Mr McCain was perhaps most buoyant in the wake of the recent summit meetings across the Atlantic. He bonded instantly with Prince Philip and was grateful that other European leaders joined him in persuading Gordon Brown that tax cuts, not stimulus spending, offered the best way out of the economic crisis. German headline writers are still convinced the special relationship is now with Berlin, not London.
But President McCain's press office was tearing its hair out after the Nato meeting when he made his now famous remarks about Russia and the expansion of Nato. It would have helped if he had not forgotten that his counterpart's name in Moscow isn't Putin any more but Medvedev (some think Mr McCain was being deliberately tricky, suggesting that it is the former who still has pulls the levers at the Kremlin).
The real problems usually start when reporters ask him about Vice-President Sarah Palin. This seems to trigger something bad inside the President, who instantly grows red and begins to twitch. It is no secret that since his brief brush with pneumonia in January (the inauguration was so cold), there have been not one but two competing courts inside the White House and there is no love lost.

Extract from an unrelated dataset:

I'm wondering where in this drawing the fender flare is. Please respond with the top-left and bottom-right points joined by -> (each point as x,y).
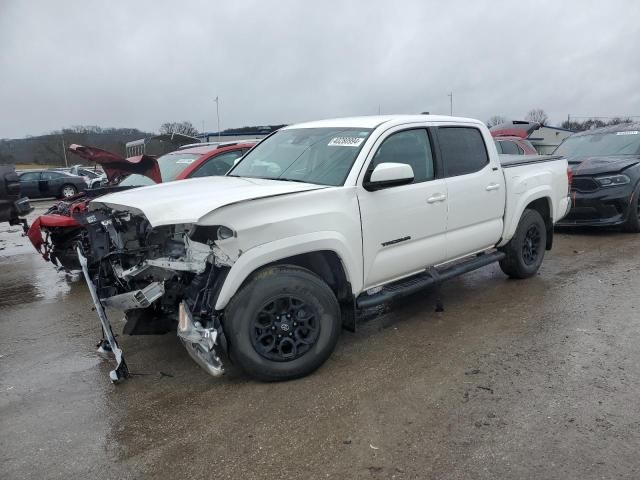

It has been this friction that has persuaded President McCain largely to turn his back on conservatives. Their loyalty is with Mrs Palin. He has instead steered a moderate course, at least in social policy matters. In this way, he has been the maverick, independent John McCain that many voters felt drawn to last year. He has condemned torture and even invited gay parents and their children to his wife Cindy's birthday banquet on the South Lawn next month. But worst of all have been his continuing admissions that the economic crisis is mostly beyond him intellectually. He advocates a mostly supply-side solution to the problem, with massive tax cuts for corporations and tax relief for consumers, but stumbles when asked to describe precisely how his Treasury Secretary, Meg Whitman, is trying to prop up the big banks with her Toxic Relief Inside Financial Legacy Entities (TRIFLE) programme.
Moreover, even as his 100th day approaches, gridlock persists on Capitol Hill over his stimulus plan, which contains far too little in terms of actual government spending for the Democrat majority to accept. Even many Republicans, certainly those in the conservative wing, remain reluctant to support the package. His public statements of uncertainty, combined with the lack of progress in implementing the package, have been blamed for the stock market's relentless and continuing plunge. Even this week, the Dow Jones industrial average was dipping below 6,000 points.
With so many problems at home, it is hardly a surprise that President McCain has run so hard on foreign policy with his startling deployment of an additional 45,000 troops to Afghanistan and his call on Nato to begin operations in several western provinces of Pakistan before the autumn. His television stunt on Easter Sunday, outside what was apparently once an al-Qa'ida cave somewhere on the Afghanistan-Pakistan border, to declare "Mission Begun" was generally well received in cities across America – if not in Islamabad.